A Very Dirty Wedding

Ella gives me a look. "It doesn't matter if you did or not," she says. "The photo looks --"

I don't give her a chance to respond. "Like it was taken out of context?”

I don’t see the need to point out that despite the fact that I warned him about Psycho Chick, Joe went to the hotel room last night with both of them. But then, Joe has always been kind of a loose cannon anyway. He’s one of those friends I’ve known for so long that I shrug off his crazy antics.

Ella clucks her tongue against her teeth. "It looks inappropriate," she says. "My PR person can issue a statement. We should do damage control."

"I don't need to do damage control," I say, irritation taking over. "Because I didn't do anything. Someone grabbed a photo that is entirely out of context, and posted it on a blog. It's a stupid gossip site."

"It's not one gossip site, Caulter," Ella says. "It's a number of them. You and Kate are back in the public eye now, you know that. Between Kate's father and I, and your history in the media – and now this – you need to expect interest in the wedding.”

"I don't want to talk about this right now," I insist. "Has Kate seen the blogs?"

Ella looks at me warily. "I didn't tell her," she says.

"But she's seen them?"

"I think so," Ella said. "She didn't want to talk.
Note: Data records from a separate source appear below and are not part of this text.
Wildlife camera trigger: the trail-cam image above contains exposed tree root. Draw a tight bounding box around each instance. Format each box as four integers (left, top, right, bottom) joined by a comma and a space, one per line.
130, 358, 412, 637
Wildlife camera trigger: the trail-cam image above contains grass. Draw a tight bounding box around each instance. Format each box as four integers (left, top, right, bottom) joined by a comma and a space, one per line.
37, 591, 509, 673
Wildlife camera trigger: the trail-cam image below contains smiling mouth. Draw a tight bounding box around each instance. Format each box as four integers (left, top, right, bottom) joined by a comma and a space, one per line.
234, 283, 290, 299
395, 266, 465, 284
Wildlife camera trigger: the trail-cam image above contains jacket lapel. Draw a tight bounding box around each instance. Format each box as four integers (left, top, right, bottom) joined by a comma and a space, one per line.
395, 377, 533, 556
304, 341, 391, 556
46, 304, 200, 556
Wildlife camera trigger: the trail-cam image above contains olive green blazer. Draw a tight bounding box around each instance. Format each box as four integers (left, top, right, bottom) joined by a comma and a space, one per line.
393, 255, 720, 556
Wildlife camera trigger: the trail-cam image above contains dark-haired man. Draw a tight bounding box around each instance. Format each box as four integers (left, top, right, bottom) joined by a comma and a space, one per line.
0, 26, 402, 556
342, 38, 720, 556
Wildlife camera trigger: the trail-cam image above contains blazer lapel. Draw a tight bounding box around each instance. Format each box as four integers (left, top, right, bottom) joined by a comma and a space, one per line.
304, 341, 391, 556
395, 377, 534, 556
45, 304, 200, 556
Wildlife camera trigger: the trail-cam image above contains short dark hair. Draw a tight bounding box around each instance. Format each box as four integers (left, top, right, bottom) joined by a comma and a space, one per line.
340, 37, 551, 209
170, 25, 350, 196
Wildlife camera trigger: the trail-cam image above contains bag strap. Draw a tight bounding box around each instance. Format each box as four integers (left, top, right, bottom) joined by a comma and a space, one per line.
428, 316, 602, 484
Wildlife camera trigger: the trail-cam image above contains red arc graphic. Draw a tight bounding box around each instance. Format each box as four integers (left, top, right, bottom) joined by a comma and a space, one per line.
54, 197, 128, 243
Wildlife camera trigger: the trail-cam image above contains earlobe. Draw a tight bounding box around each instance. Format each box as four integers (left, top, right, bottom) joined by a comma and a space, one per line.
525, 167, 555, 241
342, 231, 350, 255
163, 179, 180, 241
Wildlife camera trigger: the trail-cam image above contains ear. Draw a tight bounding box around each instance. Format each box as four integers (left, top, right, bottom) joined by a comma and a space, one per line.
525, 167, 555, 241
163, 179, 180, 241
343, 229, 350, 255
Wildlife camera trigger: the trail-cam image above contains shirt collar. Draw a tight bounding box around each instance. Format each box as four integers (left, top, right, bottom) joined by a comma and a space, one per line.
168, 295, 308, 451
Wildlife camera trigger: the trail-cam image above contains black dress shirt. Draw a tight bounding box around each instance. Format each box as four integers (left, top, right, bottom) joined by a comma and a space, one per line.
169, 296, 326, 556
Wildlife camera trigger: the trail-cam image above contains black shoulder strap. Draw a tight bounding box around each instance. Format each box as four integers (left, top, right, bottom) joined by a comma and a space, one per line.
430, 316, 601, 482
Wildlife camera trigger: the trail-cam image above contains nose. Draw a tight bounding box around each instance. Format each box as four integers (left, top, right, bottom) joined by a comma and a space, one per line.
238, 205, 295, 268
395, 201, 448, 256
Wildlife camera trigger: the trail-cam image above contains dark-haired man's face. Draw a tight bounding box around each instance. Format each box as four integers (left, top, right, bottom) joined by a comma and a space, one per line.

She said she was going to take a nap."

Shit.

Well, surely Kate knows me well enough by now to know that I wouldn't cheat on her. I mean, why would she be marrying me if she didn't trust me?

But Kate isn't in the guesthouse, after all. And when I trek back to the main house to ask Rose about it, she tells me she thinks Kate is probably at her mother's grave. "You know she goes out there sometimes," she says. "Before something as monumental as a wedding, she'll want to talk to her."

"That's probably why she isn't responding to her phone," I say, reassuring myself that something as silly as a misconstrued photo would not get between us, but I'm not sure I'm even convincing myself.

Then I remember the last time something got uploaded to the internet -- the Brighton Bingo card, and my heart sinks.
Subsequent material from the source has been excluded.